Mac, I can understand how this must be a terrible thing for you to be going through. I won't offer you any advice because I've never been married, and I think you've got advice coming out of every pore via this thread.
I really feel for you though, and I hope you come to a decision that will be honest and right for all three people involved.
Good luck to you.
 
Originally posted by Arun V:

working through this with his wife..and just walking home and talking to her about it are different things..no one ever said this is going to be easy..the situation is difficult.

But I will tell you that not telling his wife one way or another is nothing but an act of cowardice

And what do vows mean???..they are VOWS...they are promises that you have to try live up to in any situation no matter how bleak..this is a process that can only be taken forward with the help of his wife.
If you can't live up to them...Dont' take them..he did take them and he has to try and reconcile his feelings with his obligations.
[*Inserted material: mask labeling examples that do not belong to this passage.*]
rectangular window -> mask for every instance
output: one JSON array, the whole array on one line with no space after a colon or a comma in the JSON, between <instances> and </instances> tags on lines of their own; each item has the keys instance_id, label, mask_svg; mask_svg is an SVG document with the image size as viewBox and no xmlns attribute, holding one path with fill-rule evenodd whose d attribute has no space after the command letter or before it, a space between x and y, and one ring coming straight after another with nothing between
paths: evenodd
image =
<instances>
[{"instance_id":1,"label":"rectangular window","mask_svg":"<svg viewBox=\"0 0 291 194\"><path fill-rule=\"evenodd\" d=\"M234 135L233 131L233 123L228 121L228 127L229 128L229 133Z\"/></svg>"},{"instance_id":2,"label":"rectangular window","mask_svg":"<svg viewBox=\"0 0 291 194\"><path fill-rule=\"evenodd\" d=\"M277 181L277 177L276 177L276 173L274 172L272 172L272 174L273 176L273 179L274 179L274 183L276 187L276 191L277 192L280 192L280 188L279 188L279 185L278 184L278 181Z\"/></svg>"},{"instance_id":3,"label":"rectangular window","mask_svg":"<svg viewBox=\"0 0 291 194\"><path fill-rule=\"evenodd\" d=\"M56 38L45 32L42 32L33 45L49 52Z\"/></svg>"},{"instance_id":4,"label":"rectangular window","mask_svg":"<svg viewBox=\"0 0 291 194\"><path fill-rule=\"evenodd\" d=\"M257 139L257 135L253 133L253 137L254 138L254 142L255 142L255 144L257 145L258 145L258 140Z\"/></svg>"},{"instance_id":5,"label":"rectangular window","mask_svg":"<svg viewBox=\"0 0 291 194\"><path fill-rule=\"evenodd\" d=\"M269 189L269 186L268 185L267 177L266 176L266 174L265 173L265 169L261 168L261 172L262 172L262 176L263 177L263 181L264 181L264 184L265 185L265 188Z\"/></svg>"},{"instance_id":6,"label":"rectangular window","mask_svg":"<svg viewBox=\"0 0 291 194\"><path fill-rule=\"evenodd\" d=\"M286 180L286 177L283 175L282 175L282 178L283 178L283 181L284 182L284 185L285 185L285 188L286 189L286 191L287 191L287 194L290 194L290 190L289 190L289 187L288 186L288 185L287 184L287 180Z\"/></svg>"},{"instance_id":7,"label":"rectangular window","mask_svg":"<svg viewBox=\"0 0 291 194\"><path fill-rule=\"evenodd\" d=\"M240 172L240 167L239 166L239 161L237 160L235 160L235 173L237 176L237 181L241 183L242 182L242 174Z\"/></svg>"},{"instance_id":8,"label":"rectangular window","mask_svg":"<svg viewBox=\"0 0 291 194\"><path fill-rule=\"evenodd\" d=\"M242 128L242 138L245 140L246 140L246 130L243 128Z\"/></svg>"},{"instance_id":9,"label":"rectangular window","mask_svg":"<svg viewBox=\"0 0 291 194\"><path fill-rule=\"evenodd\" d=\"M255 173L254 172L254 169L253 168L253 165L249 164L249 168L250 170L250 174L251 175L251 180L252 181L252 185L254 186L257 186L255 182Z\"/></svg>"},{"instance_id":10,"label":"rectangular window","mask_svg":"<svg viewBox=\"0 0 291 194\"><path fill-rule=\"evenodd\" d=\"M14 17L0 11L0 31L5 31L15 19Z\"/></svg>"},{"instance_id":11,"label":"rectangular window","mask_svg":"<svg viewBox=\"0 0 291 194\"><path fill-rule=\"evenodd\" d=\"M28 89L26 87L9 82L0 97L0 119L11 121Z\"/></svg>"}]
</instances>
Mac..I'm not tryign to be adversarial about this..I'm advising you as I would a friend. But you have the oppurunity to start resolving this problem in the next few weeks....or it is going to get worse. And your wife loves you, and was willing to spend the rest of her life with you the LEAST you can do is try to surmount this obstacle with her help.


[This message has been edited by Arun V (edited 05-08-2002).]

You do have some good points. I do agree about the cowardice part. But I can't really agree with you about the Vows issue. I think I said my say and thank you Arun for your point of view. I like to see to opposite side of things.

------------------
When life hands you a lemon, say "Oh yeah, I like lemons. What else you got?" --Henry Rollins
 
Originally posted by zooropamanda:
Ive read this thread so many times and haven't been able to reply. But now I just feel really sad for Mac.
Some of you are being very harsh and talking about things that he hasn't even done, and to be honest, none of you have the right to judge him on. Aren't some of you that are judging so harshly actually divorced yourselves?
He came here for help and advice, not to be told he was a fraud. For goodness sake.Pax is 100% right.

Mac, I can understand how this must be a terrible thing for you to be going through. I won't offer you any advice because I've never been married, and I think you've got advice coming out of every pore via this thread.
I really feel for you though, and I hope you come to a decision that will be honest and right for all three people involved.
Good luck to you.


well...it is harsh..it's a harsh situation. and even though he hasn't done anything...we do have to make it clear that the serious consideration of it..is not a good thing.
 
I'm not being cruel by saying this so please don't take it that I am but you say you have been married 2 months and that you have been in love with someone else for 1 year so why did you get married?
I haven't read all of what you said yet just that was the first thing that hit me about your situation.
 
Manda
and
Pax-
Let me explain.

I dont think you gals have been married.
I am also 20 yrs older than Manda I know.
I had been married for 8 yrs.
Marraige believe it or not is a 'contract'.
In taking out this contract/agreement publicly you VOW to keep your end of this 'contract'.
If you refused to perform in a agreement/contract, what does that make you?

Secondly,
Call it tough love, this is how guys talk to guys.
We dont parse our words too much.

Lastly
-Mac reminds me of a 'male-version' of my Ex.
I was the one who got burnt and used, so this thread gets a reaction.

The saddest thing is he has to come here for advice, from strangers, and can't communicate w/his spouse, who should be his best friend.

DB9




[This message has been edited by diamond (edited 05-09-2002).]